私は時々、誰にも言えないようなことをティファニーに聞いてもらうことがありました。
ちゃんと頷いてくれるし、誰にも言わないとわかっているから、話しやすいのです。
紅茶とお菓子を用意し、私は胸の内のもやもやを全てティファニーへさらけ出しました。
一人で抱え込むには、すでに限界を超えていたのです。
ヴェルフレイム様と婚約したところから、スキルを手に入れて婚約破棄するところまで。
ジークに対する不満に、ヴェルフレイム様への罪悪感。
懺悔するように全てを包み隠さずぶちまければ、聞き終わったティファニーは頭を抱え、唸っていました。
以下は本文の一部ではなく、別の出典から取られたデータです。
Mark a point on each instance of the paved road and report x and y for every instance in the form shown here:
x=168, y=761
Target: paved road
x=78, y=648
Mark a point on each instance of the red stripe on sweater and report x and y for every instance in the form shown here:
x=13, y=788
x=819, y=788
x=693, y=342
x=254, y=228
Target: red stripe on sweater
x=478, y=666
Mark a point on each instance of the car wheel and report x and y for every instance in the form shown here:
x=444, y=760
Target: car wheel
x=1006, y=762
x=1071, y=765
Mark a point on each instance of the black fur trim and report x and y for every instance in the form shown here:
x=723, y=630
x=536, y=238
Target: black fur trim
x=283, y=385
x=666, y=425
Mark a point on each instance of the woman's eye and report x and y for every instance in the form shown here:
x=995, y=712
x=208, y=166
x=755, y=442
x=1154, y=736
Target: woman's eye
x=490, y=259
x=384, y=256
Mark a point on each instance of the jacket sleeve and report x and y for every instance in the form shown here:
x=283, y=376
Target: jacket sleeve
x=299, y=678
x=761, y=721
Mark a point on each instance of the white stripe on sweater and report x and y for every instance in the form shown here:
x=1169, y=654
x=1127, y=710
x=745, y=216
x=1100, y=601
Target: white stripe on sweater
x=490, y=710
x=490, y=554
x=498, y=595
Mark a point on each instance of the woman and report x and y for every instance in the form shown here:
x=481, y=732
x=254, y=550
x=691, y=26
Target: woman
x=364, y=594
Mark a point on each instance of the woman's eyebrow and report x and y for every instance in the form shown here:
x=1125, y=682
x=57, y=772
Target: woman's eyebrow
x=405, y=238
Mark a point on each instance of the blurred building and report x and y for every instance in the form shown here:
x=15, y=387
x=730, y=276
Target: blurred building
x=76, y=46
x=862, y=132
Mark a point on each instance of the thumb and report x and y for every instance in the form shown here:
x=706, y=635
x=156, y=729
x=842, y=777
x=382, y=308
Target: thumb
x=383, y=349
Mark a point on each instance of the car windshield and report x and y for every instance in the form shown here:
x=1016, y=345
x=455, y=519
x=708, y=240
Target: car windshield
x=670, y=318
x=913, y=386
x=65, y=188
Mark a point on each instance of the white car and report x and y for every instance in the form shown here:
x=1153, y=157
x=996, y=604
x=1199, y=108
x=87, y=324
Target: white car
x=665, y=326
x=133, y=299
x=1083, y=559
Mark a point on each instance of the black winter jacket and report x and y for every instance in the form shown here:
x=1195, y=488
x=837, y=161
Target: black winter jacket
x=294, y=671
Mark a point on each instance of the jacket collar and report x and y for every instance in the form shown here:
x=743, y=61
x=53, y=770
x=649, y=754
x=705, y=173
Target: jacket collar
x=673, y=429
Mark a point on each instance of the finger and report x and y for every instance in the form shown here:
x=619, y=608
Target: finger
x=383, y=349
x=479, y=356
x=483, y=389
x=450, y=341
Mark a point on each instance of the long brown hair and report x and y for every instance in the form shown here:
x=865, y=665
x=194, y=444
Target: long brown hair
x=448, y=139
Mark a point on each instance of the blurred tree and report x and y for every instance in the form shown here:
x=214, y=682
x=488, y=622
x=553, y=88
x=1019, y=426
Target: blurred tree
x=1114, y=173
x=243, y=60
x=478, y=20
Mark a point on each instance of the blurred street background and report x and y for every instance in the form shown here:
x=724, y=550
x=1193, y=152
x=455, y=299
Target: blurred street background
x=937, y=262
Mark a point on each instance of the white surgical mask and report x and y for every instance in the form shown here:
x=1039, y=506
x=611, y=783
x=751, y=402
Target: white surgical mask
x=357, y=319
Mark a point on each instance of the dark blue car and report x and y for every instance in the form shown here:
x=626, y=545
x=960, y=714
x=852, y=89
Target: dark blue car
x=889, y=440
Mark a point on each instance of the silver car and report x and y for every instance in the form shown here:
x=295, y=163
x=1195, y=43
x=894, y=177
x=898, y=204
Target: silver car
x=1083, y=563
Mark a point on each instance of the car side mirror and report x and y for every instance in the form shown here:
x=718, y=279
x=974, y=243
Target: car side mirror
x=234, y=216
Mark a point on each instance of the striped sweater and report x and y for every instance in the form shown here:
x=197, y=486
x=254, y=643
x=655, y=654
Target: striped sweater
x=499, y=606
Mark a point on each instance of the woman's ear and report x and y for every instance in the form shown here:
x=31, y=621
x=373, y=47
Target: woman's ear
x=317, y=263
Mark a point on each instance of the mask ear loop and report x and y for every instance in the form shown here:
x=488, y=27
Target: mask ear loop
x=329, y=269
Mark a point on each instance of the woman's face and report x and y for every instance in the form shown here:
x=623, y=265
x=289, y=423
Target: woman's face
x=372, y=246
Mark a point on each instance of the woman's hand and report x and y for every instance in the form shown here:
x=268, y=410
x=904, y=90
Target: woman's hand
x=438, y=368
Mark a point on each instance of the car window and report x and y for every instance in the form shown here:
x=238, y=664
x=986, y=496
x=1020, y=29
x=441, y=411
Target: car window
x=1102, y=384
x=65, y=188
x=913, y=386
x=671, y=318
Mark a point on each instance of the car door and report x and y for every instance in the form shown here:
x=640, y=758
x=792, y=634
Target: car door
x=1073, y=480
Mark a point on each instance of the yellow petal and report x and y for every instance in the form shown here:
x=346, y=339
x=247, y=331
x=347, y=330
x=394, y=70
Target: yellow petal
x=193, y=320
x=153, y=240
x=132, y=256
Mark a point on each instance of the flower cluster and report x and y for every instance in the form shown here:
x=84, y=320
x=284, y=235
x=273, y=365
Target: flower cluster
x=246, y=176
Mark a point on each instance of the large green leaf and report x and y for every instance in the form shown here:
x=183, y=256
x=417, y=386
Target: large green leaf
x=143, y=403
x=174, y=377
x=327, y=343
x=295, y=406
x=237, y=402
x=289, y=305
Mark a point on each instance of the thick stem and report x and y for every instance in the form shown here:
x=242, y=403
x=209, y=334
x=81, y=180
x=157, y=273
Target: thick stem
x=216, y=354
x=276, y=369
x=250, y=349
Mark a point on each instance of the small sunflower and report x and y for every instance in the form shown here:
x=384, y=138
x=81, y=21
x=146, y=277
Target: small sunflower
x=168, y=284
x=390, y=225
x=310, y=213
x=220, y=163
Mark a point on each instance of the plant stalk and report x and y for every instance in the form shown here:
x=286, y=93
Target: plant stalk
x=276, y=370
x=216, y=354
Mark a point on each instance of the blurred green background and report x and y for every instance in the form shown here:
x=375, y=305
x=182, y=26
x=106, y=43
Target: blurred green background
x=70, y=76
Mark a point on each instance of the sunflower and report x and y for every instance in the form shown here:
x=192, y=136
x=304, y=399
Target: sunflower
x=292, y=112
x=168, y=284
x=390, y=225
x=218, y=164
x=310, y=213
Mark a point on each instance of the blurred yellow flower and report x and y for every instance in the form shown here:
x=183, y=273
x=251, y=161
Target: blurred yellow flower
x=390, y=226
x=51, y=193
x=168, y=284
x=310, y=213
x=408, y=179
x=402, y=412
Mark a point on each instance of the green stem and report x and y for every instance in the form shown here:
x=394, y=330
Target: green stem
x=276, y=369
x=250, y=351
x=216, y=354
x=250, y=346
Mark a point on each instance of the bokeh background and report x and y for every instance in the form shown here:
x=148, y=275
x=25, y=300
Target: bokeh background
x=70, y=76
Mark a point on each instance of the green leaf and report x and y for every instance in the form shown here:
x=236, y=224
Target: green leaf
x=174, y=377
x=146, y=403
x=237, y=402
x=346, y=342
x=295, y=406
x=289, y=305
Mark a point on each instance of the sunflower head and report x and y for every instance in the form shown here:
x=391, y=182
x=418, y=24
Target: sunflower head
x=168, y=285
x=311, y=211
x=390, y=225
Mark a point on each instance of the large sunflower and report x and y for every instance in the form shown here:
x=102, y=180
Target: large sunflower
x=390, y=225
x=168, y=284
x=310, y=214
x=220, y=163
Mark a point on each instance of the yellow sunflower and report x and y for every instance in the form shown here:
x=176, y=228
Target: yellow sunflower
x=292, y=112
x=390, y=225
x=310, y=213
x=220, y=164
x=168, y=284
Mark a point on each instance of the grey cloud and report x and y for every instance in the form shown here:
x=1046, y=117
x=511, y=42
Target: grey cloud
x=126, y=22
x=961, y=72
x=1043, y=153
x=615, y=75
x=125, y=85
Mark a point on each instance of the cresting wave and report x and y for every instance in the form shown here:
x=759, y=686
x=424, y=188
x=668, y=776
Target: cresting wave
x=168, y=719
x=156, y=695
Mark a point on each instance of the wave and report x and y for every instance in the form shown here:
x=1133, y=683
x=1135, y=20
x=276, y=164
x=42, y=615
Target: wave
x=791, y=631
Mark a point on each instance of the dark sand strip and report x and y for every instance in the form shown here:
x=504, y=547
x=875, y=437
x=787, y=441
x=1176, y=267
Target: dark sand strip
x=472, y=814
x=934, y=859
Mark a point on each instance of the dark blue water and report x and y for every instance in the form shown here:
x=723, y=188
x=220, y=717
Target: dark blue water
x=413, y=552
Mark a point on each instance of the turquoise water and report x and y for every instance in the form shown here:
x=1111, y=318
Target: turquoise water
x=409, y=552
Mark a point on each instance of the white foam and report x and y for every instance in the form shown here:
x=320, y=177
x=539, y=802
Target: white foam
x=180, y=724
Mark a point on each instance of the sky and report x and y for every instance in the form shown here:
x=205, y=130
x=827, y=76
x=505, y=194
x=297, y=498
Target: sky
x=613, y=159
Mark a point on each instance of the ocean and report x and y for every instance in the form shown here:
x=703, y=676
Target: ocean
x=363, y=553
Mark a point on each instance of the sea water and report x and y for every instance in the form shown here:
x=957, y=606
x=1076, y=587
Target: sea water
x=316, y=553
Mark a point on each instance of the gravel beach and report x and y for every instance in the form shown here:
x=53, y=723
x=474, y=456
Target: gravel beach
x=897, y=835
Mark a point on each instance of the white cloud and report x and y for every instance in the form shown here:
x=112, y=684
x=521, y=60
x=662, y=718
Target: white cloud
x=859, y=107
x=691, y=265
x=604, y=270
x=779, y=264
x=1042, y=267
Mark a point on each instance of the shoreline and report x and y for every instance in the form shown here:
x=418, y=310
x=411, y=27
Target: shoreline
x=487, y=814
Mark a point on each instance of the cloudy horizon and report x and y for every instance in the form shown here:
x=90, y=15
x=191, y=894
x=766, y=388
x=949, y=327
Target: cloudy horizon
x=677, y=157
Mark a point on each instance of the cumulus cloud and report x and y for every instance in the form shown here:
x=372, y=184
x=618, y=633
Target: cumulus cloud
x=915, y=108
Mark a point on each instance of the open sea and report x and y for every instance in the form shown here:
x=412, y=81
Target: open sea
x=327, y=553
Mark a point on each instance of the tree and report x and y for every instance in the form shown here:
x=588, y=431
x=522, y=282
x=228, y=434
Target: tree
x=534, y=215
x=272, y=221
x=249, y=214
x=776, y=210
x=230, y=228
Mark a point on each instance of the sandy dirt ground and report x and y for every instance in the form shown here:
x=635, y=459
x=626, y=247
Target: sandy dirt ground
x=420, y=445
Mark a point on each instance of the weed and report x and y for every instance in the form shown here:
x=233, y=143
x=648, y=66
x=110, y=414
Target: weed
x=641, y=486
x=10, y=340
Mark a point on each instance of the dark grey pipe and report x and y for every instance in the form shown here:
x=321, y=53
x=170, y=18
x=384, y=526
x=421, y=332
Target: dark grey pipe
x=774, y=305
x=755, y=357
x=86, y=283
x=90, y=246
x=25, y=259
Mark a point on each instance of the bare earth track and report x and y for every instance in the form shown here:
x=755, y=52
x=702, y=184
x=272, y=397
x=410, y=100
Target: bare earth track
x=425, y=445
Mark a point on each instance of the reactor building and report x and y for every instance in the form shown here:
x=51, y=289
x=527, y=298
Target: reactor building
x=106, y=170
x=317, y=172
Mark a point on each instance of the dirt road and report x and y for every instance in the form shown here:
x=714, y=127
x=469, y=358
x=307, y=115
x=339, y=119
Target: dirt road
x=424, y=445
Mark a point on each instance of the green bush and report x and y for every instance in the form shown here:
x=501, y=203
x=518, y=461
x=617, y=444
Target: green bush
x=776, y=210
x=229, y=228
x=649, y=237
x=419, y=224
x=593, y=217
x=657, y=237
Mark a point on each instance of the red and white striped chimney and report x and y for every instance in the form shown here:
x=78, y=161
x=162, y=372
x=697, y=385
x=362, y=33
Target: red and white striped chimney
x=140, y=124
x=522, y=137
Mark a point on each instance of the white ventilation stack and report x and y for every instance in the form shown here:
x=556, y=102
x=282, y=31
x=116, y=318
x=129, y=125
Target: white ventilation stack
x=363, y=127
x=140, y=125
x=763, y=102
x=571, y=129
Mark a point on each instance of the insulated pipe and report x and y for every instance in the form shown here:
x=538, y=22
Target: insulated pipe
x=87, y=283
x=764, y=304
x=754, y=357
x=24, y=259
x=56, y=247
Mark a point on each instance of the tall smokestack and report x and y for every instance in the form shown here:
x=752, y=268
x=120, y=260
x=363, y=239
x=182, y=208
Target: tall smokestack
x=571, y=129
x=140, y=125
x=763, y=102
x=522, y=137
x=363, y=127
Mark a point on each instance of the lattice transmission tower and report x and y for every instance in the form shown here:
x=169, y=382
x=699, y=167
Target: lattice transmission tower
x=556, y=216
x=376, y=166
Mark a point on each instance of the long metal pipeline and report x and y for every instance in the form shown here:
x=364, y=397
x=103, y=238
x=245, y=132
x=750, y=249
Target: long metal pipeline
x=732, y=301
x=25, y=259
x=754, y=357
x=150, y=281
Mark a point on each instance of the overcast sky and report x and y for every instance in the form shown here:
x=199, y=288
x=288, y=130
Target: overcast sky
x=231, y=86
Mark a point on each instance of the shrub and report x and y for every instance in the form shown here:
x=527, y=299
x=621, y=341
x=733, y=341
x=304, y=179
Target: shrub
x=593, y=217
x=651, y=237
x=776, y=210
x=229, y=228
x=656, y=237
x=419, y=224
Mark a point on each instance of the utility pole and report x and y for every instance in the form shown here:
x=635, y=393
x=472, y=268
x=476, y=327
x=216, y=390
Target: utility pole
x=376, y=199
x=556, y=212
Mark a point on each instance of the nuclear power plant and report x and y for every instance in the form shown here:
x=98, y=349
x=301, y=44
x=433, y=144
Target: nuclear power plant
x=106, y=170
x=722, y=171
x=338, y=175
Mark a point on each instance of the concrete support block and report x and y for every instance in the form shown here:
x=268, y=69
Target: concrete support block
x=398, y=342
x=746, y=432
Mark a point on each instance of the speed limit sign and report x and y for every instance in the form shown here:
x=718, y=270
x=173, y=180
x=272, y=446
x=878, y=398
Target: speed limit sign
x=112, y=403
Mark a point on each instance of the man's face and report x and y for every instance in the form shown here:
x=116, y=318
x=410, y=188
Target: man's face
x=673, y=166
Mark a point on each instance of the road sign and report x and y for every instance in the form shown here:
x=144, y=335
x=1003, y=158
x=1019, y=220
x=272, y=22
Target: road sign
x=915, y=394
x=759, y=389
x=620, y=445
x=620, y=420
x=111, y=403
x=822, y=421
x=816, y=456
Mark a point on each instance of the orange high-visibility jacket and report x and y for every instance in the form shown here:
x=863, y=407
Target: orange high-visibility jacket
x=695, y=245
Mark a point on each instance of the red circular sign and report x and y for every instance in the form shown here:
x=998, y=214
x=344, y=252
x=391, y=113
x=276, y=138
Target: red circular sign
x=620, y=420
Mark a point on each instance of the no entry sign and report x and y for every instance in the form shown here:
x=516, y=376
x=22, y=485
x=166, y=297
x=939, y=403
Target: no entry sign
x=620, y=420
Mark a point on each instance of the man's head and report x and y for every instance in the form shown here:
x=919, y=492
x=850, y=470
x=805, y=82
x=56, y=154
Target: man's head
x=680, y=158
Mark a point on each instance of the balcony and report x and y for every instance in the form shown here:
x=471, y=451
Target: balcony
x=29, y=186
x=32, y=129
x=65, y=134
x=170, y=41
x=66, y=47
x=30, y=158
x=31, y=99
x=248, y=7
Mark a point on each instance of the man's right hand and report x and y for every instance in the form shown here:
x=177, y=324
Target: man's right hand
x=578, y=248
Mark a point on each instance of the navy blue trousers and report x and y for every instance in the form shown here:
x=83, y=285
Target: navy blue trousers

まるで、「どうして、そんなことになってしまったんだ!」というようです。
親身になってくれていると分かれば、ささくれた心が少し癒やされた気になりました。
「聞いてくれてありがとうございます、ティファニー。話しただけで大分すっきりしました」
「……ぷぎ」
お礼を言えば、ティファニーは立ち上がり、机の上から下りました。
私が先ほど床に丸めて捨てた紙を拾い上げると、窓から飛び去ってしまいます。
「ティファニー!」
それは出すつもりのない手紙です。
止めようとしましたが、すでにティファニーの姿はありませんでした。